= Jonas March Tebbetts =

American lawyer and politician (1820–1913)

Jonas March Tebbetts (January 5, 1820 – January 16, 1913) was an American salesman, reporter, lawyer, prosecutor, judge, abolitionist, unionist, politician, and judge in the United States.

==Early life, education, and career==
He was born in Rochester, New Hampshire. He studied at Phillips Exeter Academy, and in 1838, he enrolled at Western University (later the University of Pittsburgh) in Pittsburgh, Pennsylvania, but "his knowledge in various subjects resulted in his becoming an instructor of English, ancient history, and Greek and Latin languages".

==Legal and political career==
By 1843, Tebbetts had established himself in the legal community of Crawford County, Arkansas, well enough to be named secretary of a committee of the county bar association convened to draft a statement on the murder of another lawyer in the county, and of a committee of the county Democratic Party to nominate representatives for the state legislature. In August 1850, Tebbetts was himself elected to the Arkansas House of Representatives, serving from November 1850 to January 1851, and "earning a reputation as a pro-Union, antislavery Democrat".
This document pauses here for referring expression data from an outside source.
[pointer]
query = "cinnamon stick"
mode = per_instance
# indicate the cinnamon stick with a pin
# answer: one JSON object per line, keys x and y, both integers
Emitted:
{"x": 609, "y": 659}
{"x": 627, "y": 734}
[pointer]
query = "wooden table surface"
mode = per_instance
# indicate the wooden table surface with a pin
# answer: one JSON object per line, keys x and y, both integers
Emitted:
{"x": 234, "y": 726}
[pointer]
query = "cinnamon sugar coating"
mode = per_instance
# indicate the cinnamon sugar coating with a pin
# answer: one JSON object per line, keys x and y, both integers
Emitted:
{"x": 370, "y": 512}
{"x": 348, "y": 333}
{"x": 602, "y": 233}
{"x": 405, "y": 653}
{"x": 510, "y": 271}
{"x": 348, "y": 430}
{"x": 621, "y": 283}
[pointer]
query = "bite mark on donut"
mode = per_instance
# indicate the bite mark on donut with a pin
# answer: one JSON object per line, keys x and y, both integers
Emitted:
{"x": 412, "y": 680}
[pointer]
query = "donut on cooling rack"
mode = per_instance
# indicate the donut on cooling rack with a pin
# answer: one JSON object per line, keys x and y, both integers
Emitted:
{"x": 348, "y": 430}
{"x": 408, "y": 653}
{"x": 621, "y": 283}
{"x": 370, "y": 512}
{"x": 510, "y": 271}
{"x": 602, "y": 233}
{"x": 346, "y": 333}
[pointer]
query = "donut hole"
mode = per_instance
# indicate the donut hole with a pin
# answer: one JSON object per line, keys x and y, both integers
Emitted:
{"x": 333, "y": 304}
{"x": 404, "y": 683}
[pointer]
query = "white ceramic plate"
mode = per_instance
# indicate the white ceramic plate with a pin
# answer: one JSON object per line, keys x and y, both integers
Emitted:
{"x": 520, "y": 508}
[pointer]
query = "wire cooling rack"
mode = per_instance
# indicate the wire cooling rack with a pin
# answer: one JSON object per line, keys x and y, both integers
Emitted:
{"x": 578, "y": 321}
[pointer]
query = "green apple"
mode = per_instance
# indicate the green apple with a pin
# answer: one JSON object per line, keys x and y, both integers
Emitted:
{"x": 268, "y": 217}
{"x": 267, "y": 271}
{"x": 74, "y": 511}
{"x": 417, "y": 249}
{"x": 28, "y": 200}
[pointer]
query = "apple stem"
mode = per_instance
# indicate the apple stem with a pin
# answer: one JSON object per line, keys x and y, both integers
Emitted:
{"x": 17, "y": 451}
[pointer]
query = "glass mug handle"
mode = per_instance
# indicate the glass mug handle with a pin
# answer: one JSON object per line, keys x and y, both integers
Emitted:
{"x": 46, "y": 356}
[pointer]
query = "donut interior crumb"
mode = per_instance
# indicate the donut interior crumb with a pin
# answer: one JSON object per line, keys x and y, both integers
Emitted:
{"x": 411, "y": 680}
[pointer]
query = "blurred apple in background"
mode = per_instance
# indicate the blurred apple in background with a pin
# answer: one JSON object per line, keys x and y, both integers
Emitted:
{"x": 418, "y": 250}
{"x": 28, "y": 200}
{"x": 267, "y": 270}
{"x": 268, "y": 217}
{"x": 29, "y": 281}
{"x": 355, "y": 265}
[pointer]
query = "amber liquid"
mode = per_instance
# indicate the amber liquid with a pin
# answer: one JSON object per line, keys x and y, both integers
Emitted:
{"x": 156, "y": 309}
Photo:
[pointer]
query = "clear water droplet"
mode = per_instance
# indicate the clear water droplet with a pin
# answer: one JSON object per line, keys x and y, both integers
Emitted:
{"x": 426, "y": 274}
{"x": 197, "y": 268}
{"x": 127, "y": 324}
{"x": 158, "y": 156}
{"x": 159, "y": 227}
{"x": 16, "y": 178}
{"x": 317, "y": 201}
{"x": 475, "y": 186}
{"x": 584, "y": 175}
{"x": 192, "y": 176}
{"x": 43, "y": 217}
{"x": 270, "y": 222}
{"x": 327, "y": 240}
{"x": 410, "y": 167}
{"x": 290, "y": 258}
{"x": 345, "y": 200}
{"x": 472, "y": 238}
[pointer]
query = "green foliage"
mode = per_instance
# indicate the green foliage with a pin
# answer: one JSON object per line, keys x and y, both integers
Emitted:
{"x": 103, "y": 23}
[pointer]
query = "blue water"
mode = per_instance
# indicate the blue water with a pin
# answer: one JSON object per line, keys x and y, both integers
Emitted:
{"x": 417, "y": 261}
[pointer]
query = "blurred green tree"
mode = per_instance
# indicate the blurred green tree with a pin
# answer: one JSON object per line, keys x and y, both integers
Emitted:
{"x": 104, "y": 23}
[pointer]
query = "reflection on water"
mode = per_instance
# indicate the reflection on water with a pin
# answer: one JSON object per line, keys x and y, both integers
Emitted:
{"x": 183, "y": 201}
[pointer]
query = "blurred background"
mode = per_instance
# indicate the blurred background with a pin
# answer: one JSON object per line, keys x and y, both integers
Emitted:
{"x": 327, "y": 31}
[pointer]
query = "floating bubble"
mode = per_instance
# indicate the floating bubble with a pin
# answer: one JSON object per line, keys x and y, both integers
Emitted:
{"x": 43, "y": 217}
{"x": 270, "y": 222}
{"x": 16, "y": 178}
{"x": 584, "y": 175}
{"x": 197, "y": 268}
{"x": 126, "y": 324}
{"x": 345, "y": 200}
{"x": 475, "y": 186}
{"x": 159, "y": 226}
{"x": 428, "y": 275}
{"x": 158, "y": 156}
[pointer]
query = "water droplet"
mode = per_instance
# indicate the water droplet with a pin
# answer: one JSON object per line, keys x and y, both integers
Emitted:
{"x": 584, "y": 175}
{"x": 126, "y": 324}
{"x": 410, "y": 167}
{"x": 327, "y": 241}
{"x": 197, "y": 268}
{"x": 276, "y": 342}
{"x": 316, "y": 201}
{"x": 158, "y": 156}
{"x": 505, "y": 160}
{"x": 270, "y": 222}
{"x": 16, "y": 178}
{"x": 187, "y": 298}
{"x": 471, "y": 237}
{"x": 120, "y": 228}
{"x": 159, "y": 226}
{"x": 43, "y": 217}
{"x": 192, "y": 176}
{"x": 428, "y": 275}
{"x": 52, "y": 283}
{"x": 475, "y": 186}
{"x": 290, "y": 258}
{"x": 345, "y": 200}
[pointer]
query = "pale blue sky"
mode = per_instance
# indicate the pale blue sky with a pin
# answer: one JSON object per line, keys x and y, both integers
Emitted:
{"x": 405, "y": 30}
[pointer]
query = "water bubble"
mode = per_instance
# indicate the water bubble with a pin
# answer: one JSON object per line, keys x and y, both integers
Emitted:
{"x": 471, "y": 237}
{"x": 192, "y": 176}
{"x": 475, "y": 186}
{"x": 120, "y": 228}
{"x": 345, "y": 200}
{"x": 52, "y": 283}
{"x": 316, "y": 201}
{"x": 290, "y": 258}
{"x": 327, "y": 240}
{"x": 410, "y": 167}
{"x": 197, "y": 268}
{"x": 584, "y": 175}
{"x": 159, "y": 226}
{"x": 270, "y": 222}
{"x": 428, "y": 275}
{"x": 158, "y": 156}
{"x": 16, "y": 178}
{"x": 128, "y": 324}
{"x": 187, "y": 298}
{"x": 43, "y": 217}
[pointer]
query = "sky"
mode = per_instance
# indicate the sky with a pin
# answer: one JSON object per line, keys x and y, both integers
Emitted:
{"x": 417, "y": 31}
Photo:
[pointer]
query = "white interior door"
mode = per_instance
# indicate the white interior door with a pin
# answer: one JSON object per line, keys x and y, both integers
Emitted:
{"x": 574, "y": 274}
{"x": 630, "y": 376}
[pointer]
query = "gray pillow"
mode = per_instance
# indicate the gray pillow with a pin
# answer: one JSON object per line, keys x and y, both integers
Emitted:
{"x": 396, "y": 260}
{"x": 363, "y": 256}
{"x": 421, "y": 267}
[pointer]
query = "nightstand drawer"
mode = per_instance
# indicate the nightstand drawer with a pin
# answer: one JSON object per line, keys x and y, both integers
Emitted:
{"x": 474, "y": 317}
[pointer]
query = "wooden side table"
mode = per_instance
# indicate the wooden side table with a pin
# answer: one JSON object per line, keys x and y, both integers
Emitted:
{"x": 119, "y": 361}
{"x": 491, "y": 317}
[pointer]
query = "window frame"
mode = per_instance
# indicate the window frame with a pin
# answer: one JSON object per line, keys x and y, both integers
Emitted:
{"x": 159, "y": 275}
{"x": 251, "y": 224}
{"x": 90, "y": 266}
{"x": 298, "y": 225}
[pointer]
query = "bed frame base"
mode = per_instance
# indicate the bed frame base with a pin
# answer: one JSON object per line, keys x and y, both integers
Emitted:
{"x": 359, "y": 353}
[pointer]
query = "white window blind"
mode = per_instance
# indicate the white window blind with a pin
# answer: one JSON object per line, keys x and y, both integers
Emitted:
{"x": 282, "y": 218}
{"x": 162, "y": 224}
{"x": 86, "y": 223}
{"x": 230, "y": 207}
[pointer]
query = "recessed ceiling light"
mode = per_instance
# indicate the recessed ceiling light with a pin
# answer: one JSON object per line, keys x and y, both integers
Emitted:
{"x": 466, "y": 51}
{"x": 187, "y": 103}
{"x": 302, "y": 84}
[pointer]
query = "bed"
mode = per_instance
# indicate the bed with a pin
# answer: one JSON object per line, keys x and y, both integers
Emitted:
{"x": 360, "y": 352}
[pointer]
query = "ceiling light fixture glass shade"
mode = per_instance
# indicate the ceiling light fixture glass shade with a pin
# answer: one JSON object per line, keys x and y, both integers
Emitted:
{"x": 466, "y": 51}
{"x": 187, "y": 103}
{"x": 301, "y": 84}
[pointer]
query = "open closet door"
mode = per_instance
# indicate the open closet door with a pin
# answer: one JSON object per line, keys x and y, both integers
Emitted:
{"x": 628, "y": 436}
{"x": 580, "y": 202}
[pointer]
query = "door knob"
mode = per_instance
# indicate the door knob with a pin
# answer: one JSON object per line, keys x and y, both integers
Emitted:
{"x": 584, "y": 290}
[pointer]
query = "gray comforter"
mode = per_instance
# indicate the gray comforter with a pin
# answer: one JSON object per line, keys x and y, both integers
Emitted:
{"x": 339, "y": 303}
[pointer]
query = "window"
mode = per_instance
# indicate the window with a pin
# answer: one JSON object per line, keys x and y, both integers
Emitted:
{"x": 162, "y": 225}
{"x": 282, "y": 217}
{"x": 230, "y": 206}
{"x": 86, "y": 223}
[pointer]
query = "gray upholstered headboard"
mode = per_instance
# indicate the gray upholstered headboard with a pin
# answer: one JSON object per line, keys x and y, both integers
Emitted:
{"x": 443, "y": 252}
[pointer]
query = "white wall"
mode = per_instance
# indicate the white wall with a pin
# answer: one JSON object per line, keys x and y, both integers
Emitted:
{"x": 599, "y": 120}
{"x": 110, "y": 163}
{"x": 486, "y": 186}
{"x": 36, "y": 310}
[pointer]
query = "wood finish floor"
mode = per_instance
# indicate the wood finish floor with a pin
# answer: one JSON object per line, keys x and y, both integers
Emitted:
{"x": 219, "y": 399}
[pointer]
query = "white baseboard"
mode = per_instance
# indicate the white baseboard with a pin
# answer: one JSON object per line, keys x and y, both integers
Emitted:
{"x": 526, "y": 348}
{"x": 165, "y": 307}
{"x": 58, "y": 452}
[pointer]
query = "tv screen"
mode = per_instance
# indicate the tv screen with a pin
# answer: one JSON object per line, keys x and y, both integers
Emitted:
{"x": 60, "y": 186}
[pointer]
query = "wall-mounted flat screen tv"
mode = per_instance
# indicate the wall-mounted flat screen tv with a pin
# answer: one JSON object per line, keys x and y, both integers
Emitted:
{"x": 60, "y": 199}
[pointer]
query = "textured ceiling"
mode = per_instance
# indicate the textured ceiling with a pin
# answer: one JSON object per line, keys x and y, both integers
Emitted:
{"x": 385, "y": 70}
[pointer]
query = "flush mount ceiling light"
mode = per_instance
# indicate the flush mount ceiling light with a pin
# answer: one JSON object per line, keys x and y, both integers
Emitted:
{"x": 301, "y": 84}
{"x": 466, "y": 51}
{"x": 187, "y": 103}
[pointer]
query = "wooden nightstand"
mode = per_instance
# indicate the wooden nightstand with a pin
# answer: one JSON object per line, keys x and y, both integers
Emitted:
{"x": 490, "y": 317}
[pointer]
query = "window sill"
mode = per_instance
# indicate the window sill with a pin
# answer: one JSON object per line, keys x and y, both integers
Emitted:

During the American Civil War, Tebbetts was pro-Union, which led to threats on his life, causing him and his family to flee from Arkansas, living thereafter for periods in Missouri and Kentucky.

==Personal life and death==
Tebbetts married Matilda Winlock, a student at Fayetteville Female Seminary, in 1847. They lived in Fayetteville, Arkansas where they built Headquarters House in 1853 and 1854. They had several children. He became a follower of Alexander Campbell's disciples of Christ. Headquarters House became a Confederate headquarters and then a Union headquarters. Also now known as the Tebbetts House, it later became home to the Washington County Historical Society.

Tebbetts became a widower in 1892, while his family was living in Kentucky, and moved to the Pittsburgh, Pennsylvania, home of his daughter, Lily, where he died at the age of 83. A collection of his papers are part of the Arkansas Digital Archives.